The full name of RAG is: Retrieval Augmented Generation Originally from a 2020 Facebook paper, Retrieval-Augmented Generation for Knowledge-Intensive NLP Tasks (yes, you read that right, this technology will be available in 2020). 1/22 https://t.co/jH1danxQjX
One of the problems this paper addresses is very simple: how to get language models to use external knowledge for generation. Typically, pre-train models have their knowledge stored in the parameters, which results in the model being unaware of knowledge outside the training set (e.g., search data, knowledge of the industry). The previous practice was to finetune the pre-train model again when new knowledge became available. 2/22
There are several problems with this approach: 1. we need to finetune every time we have new knowledge. 2. 2. the cost of training the model is very high. So this paper proposes a RAG approach, where the pre-trained model is able to understand the new knowledge, so we can just give it the new knowledge we want the model to understand by prompting it. 3/22
So a minimal RAG system is composed of 3 parts: 1. the language model 2. a collection of external knowledge (in the form of a vector) needed by the model 3. the external knowledge needed for the current scenario 4/22 https://t.co/saiozgUT3a
langchain, llama-index is essentially a RAG system (including agents built on top of RAGs, of course). If you understand the essence, there is no need to add an extra layer of abstraction, just build the system according to your business situation. For example, in order to maintain high performance, we use Go + Rust architecture, which can support highly concurrent RAG requests. 5/22
To simplify the problem, no matter what kind of RAG you build, optimizing this system means optimizing each of these 3 modules. 6/22
1) Language Modeling Why did this 2020 paper not catch fire until this year?A major reason is that the previous base model was not capable enough. If the underlying model is dumb, then even if it is given a wealth of external knowledge, the model will not be able to make inferences based on that knowledge. From some benchmarks in the paper, we can also see that the effect has been improved, but it is not particularly significant. 7/22 https://t.co/Q7Rs7o0afE
1.1) The emergence of GPT-3 makes RAG usable for the first time The first wave of companies based on RAG + GPT-3 have achieved very high valuations & ARR (Annual Recurring Revenue): - Copy AI - Jasper Both were products that built RAG in marketing and were once star AI unicorns, but of course valuations have shrunk dramatically since they've been demystified. 8/22
1.2) Since 2023, there have been a large number of open & closed source base models on which RAG systems can be built.

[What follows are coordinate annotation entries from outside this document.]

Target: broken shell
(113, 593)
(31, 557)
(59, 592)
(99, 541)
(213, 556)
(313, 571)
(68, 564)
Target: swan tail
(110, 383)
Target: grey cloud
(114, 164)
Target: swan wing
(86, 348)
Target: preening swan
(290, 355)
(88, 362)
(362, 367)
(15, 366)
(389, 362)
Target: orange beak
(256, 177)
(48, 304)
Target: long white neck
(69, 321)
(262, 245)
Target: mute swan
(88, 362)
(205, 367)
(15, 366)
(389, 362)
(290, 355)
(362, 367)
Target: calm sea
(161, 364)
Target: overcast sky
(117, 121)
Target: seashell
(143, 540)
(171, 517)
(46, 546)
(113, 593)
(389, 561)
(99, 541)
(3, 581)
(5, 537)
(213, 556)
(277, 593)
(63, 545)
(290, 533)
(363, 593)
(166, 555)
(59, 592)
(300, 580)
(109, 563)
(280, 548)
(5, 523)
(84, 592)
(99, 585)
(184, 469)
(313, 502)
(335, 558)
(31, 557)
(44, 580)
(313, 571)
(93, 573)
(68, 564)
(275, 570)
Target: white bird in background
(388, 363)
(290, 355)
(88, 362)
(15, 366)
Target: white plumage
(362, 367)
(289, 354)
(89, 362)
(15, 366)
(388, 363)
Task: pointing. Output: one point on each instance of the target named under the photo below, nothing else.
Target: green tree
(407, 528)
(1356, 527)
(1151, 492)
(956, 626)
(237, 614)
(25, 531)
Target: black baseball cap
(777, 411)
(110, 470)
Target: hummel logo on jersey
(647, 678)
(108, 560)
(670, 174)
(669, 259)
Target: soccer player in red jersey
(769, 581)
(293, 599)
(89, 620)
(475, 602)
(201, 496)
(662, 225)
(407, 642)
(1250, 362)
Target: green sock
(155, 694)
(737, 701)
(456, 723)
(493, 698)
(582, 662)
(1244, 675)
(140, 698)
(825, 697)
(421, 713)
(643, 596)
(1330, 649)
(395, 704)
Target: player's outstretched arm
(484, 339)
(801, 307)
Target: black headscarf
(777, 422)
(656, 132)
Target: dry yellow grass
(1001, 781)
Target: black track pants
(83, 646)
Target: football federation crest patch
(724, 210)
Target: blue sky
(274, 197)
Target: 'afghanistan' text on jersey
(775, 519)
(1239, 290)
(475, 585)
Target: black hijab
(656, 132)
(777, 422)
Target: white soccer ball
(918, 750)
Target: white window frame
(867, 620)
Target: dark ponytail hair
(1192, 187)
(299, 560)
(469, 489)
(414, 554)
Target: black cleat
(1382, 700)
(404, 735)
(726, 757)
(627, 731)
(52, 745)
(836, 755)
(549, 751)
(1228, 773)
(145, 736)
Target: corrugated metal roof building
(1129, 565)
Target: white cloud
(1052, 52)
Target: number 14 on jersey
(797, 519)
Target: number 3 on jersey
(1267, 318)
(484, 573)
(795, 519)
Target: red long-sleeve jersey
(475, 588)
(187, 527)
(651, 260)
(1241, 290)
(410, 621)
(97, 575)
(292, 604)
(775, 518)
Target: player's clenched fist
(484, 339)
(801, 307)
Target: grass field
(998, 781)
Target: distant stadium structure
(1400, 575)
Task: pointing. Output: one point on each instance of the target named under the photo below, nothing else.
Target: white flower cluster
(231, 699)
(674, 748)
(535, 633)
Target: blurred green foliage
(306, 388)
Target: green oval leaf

The most common way is: - GPT-3.5/4 + RAG (closed source scheme) - Llama 2 / Mistral + RAG (open source solution) 9/22
2) External knowledge set needed for the model By now everyone should understand the embedding model, including the recall of embedded data. The essence of embedding is to transform the data into vectors and then find the two or more vectors that best match by cosine similarity. knowledge -> chunks -> vector user query -> vector 10/22 https://t.co/ZZZ5toDlH1
2.1) This module is divided into two parts: 1. the embedding model 2. a database for storing embedding vectors The former basically uses OpenAI's embedding model, while the latter has a lot of options, including Pinecone, Zilliz from a domestic team, the open source Chroma, and pgvector built on relational databases, etc. The former uses OpenAI's embedding model, while the latter uses OpenAI's embedding model. 11/22
(2.2) These companies making embedding databases have also received very high funding and valuation in this wave of AI Hype. But thinking in terms of first principles, the purpose of module 2 is to store an external collection of knowledge and recall it when needed. This step does not necessarily require embedding models, and traditional search matching may work better in some scenarios (Elasticsearch). 12/22
2.3) The approach used by https://t.co/AgfDhVEASK is embedding + traditional relation db + Elasticsearch. One idea is that the more work we do when encoding knowledge, the faster & more accurate we can be when retrieving (the difference between doing the work first & doing it later). 13/22
2.4) We used Rust to build the entire knowledge index. including: - GitHub code data - Development documentation data - Search engine data 14/22
3) Better Recall of External Knowledge Needed in the Current Scenario According to the law of prioritizing work, we do a lot of processing of raw knowledge data during encoding: - Program analysis of the code - Logical chunking of development documents. - Extraction of web page information & page ranking optimization 15/22
3.1) After doing the above work, we can ensure that the data we retrieve is structured and does not require much processing, and we can improve the accuracy of the recall. 16/22
Now look at this diagram from a16z, which extends each step with a corresponding component, the core essence remains the same. https://t.co/guXM4g72av 17/22 https://t.co/f2Svc2iEQX
In 2022, Perplexity, a search engine based on this RAG system, already has tens of millions of traffic per month, and LangChain has been valued at several hundred million dollars. 18/22
Whether it's a general purpose RAG or a proprietary RAG, this is an area where it's easy to be sloppy, but it's hard to be 90 out of 100. There is no best practice for each step, for example, embedding chunk size, whether need to connect to search engine, all need to try according to the actual business scenario. There are a lot of related papers, but not every method mentioned in the papers is useful. 19/22
Today is just a simple https://t.co/AgfDhVEASK bottom of some of the technology used to do a high level of popularization, not too in-depth technical details, the purpose is to hope that developers who want to enter this line of work can also be from the first principle to think about the technology to get rid of the charm. 20/22
The next phase will be a weekly LLM-related technology sharing tweets, today in writing this thread a lot of use of https://t.co/AgfDhVEASK to query related information, very helpful. 21/22 https://t.co/oFuEJkwV1J
If you still want to see related content, you can retweet this tweet for more people to see, and if there is any error in the expression of the above content, you are welcome to point it out in the comment section. We will summarize the detailed article at https://t.co/hfsrXhNLdp and welcome your star support (and more importantly, feedback from https://t.co/AgfDhVEASK!). 22/22
Jiayuan (Forrest)
Building @devv_ai, an AI-powered search engine for developers.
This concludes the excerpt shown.